Whether he controls ten or 10 million shares, any stockholder in any company is free to express his opinions on the ever-growing number of shareholder resolutions that attempt to influence American industry's impact on the lives of American and other people throughout the world. Most such proposals are symbolic--their proponents know it; companies' boards of directors know it; and Harvard's Corporation members, with their financial and legal experience, know it as well as anyone. Harvard, with its name, prestige and considerable financial clout, has the power to make some of these resolutions more than empty gestures.
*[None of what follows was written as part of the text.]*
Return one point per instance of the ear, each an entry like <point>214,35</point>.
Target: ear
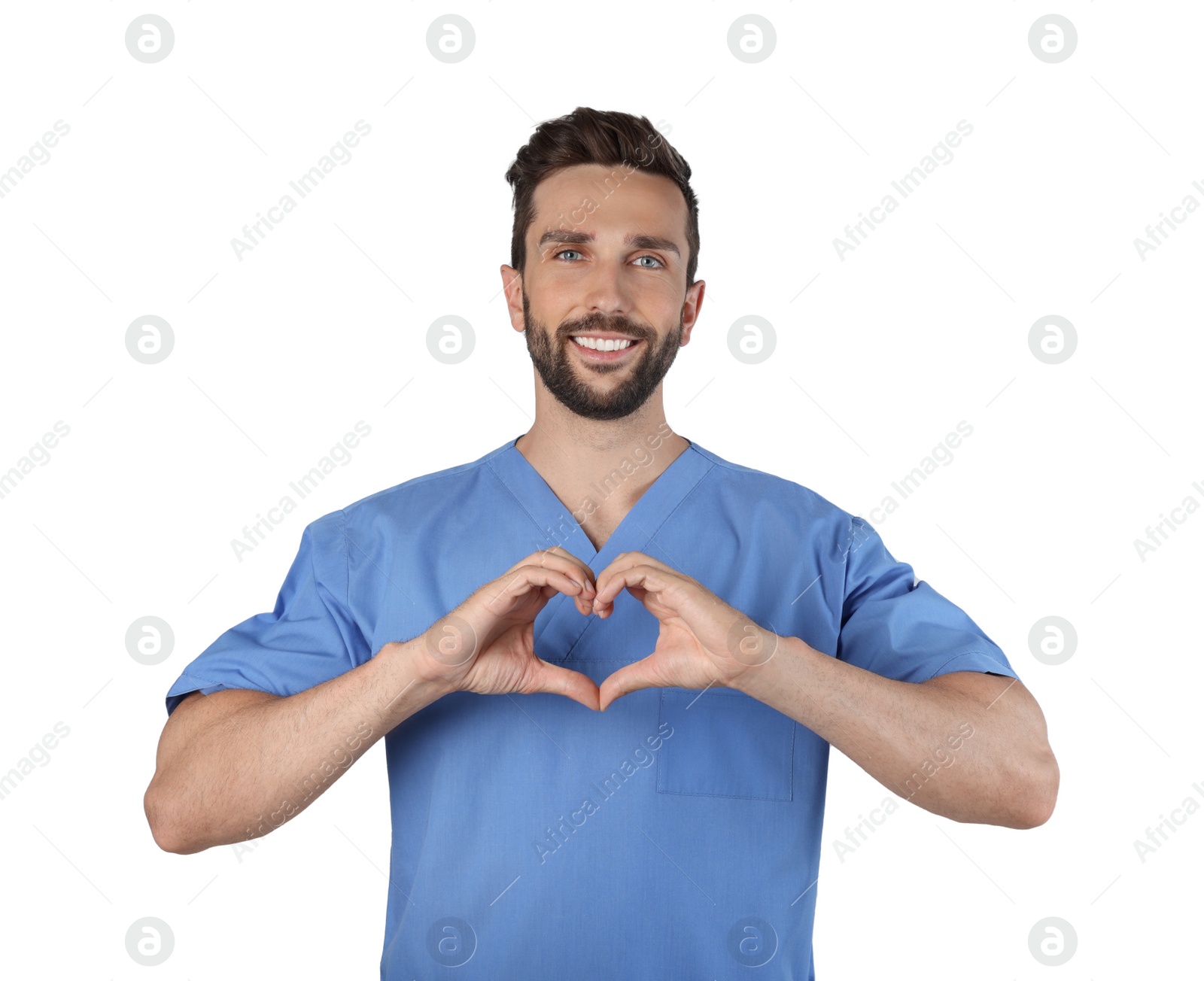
<point>512,284</point>
<point>692,308</point>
We continue to advocate total divestiture of all investments in banks lending money to the South African government or companies operating with or in South Africe. Meanwhile, in abstaining on measure like the one at Mobil, the Corporation chooses to hide behind a smokescreen of excuses, citing items of grammar or careless wording that supposedly render resolutions infeasible or impracticable. The Corporation purports to consider individual stockholder issues seriously, sticking to its policy of considering each one on an ad hoc basis. Since 1972, when it created the ACSR, the Corporation has delegated to that committee the gathering of facts and the interpreting of community opinion on various stockholder issues. But how can the ACSR's faculty, student and alumni members be expected to continue their time-consuming work diligently if the Corporation persists in ignoring their recommendations? If the Corporation expects anyone to believe it formed the ACSR in good faith, it must begin to maintain a consistent and sincere attitude toward the committee's suggestions; the Corporation must begin to acknowledge the spirit behind the ACSR's recommendations.

Harvard may not be able to change all of corporate America's minds. But no shareholder resolution will ever gain even a place as a footnote in some glossy annual report if shareholders with influence speak with moral conviction.